21/02/2014

Objets connectés : de la quantification de soi au trans-humanisme

Author: Brice Le Blévennec

Le rachat de NEST par Google, pour 3Md$ a brusquement fait prendre conscience beaucoup de monde qu’il se passait quelque chose dans l’Internet des objets. Quand on se réveille, une question importante est de savoir quelle heure il est. A mon sens, il est déjà tard, mais tout dépend du point de vue.

J’avais récemment une discussion avec des gens qui ont des responsabilités dans un programme sur ce qui portait encore le nom de domotique il y a peu.

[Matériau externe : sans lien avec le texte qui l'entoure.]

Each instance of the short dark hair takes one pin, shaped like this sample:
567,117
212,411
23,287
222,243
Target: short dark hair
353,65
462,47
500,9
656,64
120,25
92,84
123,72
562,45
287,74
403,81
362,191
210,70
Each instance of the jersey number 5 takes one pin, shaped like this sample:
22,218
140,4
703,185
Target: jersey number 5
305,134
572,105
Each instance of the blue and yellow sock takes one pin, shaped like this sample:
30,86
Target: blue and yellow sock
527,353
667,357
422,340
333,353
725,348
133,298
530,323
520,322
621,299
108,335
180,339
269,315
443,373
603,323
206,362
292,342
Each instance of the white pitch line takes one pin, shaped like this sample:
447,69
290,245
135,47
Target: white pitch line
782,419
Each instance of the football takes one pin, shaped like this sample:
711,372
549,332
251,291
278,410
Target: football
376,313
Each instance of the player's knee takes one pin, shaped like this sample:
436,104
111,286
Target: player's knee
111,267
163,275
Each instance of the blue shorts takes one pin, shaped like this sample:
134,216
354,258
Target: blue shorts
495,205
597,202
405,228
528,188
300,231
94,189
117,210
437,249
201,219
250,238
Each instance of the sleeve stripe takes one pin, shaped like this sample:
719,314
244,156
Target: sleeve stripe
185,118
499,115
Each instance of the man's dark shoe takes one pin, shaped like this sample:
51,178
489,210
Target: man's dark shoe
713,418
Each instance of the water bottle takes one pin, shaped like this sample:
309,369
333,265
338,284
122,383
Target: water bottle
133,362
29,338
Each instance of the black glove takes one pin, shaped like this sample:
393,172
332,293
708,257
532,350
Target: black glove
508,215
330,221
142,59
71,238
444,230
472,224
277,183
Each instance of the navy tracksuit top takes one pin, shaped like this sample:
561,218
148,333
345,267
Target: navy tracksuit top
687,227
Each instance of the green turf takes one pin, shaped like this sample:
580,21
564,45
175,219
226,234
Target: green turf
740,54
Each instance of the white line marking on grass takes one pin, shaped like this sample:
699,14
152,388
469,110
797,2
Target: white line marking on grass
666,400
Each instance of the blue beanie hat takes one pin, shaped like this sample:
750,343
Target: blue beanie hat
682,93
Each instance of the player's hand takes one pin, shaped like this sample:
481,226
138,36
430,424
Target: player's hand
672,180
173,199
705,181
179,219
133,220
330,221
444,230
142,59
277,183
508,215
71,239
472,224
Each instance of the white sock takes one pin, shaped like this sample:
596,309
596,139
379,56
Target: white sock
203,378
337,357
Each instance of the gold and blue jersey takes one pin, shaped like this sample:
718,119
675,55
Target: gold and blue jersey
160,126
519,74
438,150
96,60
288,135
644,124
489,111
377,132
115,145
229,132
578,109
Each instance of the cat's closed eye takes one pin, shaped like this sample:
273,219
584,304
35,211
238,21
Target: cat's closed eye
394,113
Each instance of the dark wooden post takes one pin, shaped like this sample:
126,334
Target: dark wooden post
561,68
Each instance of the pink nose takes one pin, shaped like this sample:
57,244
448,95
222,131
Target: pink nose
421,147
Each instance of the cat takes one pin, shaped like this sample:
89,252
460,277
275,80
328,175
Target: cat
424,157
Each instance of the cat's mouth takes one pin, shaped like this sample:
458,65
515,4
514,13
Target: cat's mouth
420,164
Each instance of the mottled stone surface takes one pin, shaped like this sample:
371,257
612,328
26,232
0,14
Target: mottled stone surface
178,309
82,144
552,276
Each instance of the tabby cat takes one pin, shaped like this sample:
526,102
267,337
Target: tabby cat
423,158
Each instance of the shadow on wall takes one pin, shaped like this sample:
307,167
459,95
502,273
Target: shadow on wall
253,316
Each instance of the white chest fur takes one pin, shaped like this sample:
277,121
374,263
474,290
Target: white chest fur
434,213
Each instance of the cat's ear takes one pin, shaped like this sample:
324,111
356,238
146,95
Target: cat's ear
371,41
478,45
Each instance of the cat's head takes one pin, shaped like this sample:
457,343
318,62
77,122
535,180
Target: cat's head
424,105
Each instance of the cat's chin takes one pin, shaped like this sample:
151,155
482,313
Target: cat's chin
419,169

Cela fait une demi-décennie qu’ils se penchent sur le sujet et ils me parlaient d’expérimentations et autres choses de ce genre. Une fois qu’ils ont eu fini, je me suis entrepris de leur expliquer que leur centre d’expérimentation devrait déjà avoir disparu, qu’à la place d’expérimentations, et à l’échelle des cinq ans qui viennent de s’écouler, le passage à l’échelle aurait déjà du avoir lieu, que tout cela aurait du avoir accouché d’une offre bien concrète et déjà adoptée sur le marché. Deux jours plus tard, Google faisait un chèque de 3Md$ pour racheter ce que certain pensent être un thermostat. Des ampoules Hue sont en promo à la FNAC d’à côté.
Avec les objets connectés, on n’est plus dans l’expérimentation, on est au niveau industriel, dans l’économie industrielle et digitale pour être précis. On y est d’autant plus quand le cheminement naturel d’un projet d’objet connecté est que l’idée rencontre le marché  sur Kickstarter ou assimilé.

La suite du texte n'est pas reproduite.